Quand j’ai trop mangé
Ne pas paniquer. Observer. Ajuster.
Depuis quelques mois, j’ai de nouveau tendance à manger plus que de raison. Je pourrais me dire que ce n’est pas grave, que c’est de saison, que ça impacte peu ma silhouette. C’est vrai.
Je sais aussi reconnaître ce signal d’alerte. Je me suis encore perdue en route. La nourriture est redevenue un refuge, ce qui dans mon cas est voué à l’échec car je lui en demande trop. Un bol de noix de cajou ne peut pas apaiser mes tensions intérieures. Tout au plus les étouffera-t-il un quart d’heure.
Avant d’aller plus loin, un bref rappel des épisodes précédents s’impose pour que celles et ceux qui viennent d’arriver (bienvenue !) ne soient pas trop perdus. J’ai 47 ans, une longue histoire de compulsions alimentaires derrière moi. J’ai stoppé net mon addiction au sucre il y a six ans, quand on m’a annoncé que j’avais un cancer du sein. Je suis aujourd’hui guérie, mais depuis, je poursuis inlassablement ma quête de mieux être. Cela passe beaucoup par l’alimentation. J’avance à tâtons. Je ne mange plus ni sucre, ni lait, ni pain, je ne bois plus d’alcool car mon corps ne les supporte plus.
Cette abstinence et la lecture du livre Glucose Révolution, de Jessie Inchauspé, ont fortement réduit mes compulsions, mais le terrain reste fragile. D’autant plus que je suis sous hormonothérapie : je prends un médicament, le Tamoxifène, qui a l’avantage de limiter les risques de rechute de cancer, mais qui me ménopause artificiellement. Depuis, en dépit d’un bon métabolisme, mon corps a de plus en plus de mal à compenser le moindre écart.
Je me suis adaptée. À force d’introspection et d’activité physique, je suis arrivée à une forme d’équilibre très personnel… jusqu’à ces derniers mois, donc.
Pour comprendre ce qui bloque, j’écris.
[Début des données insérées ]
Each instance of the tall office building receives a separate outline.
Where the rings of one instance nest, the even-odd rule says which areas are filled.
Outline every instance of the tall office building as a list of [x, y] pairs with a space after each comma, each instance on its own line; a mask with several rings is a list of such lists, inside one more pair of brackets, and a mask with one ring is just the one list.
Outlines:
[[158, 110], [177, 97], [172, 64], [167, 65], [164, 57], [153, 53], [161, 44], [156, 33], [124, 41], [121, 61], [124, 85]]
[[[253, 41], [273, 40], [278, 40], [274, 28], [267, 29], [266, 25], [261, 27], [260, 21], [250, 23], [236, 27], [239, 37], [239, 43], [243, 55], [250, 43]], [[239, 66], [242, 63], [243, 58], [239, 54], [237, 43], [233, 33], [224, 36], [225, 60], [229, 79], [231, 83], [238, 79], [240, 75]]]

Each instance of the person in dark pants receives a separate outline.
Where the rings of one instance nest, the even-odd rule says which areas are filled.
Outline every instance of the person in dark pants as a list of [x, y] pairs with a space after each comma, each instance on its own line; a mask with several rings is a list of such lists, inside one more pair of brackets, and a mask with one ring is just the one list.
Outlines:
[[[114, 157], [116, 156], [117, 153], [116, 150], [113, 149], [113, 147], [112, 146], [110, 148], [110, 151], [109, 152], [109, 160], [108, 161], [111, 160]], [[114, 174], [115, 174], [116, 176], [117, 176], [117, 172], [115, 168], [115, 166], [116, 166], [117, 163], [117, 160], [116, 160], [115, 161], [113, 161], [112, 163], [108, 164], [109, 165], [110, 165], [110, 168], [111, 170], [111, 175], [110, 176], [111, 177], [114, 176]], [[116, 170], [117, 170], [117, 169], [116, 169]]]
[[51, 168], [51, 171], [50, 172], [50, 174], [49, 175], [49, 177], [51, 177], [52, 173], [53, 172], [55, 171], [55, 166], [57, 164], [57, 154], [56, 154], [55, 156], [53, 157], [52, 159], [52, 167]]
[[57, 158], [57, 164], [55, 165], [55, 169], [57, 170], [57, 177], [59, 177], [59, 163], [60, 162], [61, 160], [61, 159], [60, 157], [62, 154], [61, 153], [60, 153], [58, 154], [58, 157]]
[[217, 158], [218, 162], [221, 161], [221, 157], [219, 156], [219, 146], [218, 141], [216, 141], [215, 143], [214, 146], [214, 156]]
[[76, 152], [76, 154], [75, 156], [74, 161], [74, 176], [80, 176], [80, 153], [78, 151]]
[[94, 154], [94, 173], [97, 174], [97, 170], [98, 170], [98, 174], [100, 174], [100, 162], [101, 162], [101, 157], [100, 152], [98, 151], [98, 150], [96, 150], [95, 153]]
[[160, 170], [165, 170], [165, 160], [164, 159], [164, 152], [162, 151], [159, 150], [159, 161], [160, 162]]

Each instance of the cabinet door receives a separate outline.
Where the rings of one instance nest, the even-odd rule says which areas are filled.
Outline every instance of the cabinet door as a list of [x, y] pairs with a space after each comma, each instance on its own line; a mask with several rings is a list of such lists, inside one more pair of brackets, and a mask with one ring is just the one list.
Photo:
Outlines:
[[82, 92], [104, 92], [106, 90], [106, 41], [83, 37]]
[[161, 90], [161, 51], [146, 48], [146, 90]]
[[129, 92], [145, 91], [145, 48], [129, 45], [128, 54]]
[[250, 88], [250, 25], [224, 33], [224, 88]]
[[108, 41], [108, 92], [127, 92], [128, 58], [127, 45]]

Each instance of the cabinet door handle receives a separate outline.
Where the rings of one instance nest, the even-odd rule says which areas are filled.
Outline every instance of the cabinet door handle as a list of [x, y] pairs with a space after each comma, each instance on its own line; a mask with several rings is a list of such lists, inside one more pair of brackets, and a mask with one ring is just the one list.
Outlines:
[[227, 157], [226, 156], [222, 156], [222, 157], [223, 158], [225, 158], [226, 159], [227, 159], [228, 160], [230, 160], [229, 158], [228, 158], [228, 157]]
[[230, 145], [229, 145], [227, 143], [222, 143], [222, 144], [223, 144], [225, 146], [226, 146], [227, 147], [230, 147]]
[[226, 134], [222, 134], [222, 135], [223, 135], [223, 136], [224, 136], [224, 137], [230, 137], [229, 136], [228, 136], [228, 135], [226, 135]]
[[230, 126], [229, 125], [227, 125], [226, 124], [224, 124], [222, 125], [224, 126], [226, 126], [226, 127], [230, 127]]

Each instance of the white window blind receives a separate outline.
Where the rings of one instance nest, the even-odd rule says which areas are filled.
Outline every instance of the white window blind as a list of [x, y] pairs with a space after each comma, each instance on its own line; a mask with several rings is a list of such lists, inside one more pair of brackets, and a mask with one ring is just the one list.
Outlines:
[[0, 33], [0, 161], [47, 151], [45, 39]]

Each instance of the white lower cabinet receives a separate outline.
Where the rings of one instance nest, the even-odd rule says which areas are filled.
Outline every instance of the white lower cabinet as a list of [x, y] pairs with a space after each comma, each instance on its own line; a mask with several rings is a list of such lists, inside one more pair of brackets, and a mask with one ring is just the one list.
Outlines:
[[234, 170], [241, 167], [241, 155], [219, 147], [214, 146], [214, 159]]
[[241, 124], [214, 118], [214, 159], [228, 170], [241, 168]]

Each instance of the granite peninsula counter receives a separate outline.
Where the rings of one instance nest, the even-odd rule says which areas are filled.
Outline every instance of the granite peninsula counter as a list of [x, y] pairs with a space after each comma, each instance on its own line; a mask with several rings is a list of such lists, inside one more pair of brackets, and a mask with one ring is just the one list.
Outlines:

J’explore mon rapport à la nourriture par des flots de pensées, le matin ou en pleine journée, quand je sens poindre une faim émotionnelle. Me sonder ainsi m’a permis de mieux comprendre les besoins de mon corps et de procéder à une série de micro-changements pour faciliter ma digestion et réduire les risques de dérapage :
- J’ai encore réduit ma consommation de sel. J’étais déjà vigilante, mais plus ça va, moins mon organisme parvient à l’encaisser. Il déclenche chez moi une cascade de réactions pas cool : excitation de l’appétit, irritabilité, crampes, rétention d’eau.
- Je pèse mes portions – à la longue, cela me permet de cerner mes limites. Je sais quelle quantité je ne dois pas dépasser pour que tout se passe bien. La fixer avant de passer à table m’enlève la charge mentale d’avoir à réfléchir à l’éternelle possibilité de me resservir.
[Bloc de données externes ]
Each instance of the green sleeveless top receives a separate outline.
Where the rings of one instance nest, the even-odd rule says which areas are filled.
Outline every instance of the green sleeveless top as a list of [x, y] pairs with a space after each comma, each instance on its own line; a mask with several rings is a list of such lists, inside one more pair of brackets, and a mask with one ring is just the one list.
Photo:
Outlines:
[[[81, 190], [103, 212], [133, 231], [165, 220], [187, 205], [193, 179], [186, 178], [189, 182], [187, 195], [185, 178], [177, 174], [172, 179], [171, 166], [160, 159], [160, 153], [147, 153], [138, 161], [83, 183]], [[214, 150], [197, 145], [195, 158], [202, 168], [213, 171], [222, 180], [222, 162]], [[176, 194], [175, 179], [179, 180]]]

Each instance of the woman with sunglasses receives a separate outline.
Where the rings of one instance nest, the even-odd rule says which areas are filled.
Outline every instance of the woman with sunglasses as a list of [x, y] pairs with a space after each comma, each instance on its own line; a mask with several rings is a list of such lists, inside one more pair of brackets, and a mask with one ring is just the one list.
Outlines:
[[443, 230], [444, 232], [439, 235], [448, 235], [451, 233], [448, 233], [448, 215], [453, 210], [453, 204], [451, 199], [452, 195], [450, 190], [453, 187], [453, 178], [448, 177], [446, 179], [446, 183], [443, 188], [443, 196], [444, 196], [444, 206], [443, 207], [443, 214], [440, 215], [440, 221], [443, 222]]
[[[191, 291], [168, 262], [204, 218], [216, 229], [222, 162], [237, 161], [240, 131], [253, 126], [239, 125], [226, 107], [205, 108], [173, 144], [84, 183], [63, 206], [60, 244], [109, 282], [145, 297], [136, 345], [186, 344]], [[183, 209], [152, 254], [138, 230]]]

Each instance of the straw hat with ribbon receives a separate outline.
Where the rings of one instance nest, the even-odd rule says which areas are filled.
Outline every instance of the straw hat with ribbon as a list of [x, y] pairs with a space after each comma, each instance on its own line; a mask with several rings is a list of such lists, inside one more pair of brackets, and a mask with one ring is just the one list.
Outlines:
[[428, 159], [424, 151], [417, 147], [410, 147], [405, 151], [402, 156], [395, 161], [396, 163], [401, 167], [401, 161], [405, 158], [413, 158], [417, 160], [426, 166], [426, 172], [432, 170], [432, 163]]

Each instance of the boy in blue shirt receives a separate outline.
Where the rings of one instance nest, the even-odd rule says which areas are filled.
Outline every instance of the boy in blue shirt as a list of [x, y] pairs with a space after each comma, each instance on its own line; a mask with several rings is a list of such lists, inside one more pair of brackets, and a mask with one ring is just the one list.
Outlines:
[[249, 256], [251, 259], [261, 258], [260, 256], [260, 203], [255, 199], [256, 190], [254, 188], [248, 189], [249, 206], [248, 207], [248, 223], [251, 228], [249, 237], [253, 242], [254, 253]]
- Je mâche davantage, je mange plus lentement et loin de tout écran.
- Je me lève dès que j’ai fini mon repas. Bouger me permet non seulement d’enclencher la digestion, mais aussi d’éviter d’être tentée d’aller chercher un paquet de chips. Quitter la table, c’est me sauver, littéralement.
Ces ajustements ont amélioré les choses, mais ils concernaient uniquement mon rapport à la nourriture proprement dite. Ce n’était pas suffisant. Il me fallait également explorer mon rapport aux autres lors des repas. Un questionnement sur l’idée de partage a émergé. Déjeuner ou dîner avec les gens que j’aime est un de mes plus grands plaisirs sur terre, mais c’est aussi un tiraillement, car, à table, soit je mange, soit je parle, mais j’ai le plus grand mal à faire les deux. Même savoir quoi choisir entre les deux m’est difficile, tant j’aime l’un et l’autre.
Avec le temps, j’ai affiné une stratégie. En début de repas, je mange et j’écoute en silence. J’adore que mon interlocuteur me raconte sa vie. Le plaisir est double : je savoure dans un même mouvement son propos et le contenu de mon assiette. Mais tôt ou tard, c’est à moi de parler, et là, ça se corse. Vais-je consentir à poser ma fourchette ? Une personne normalement constituée le fera sans problème, ce qui lui permettra de laisser venir la sensation de satiété. Moi, je dois faire un effort pour marquer une pause.
En ce moment, le nœud est là. Je dois réapprendre à laisser l’autre me séparer de la nourriture. Prendre ma place en prenant la parole. Laisser sortir mes mots plutôt que de me contenter d’ingurgiter ceux des autres.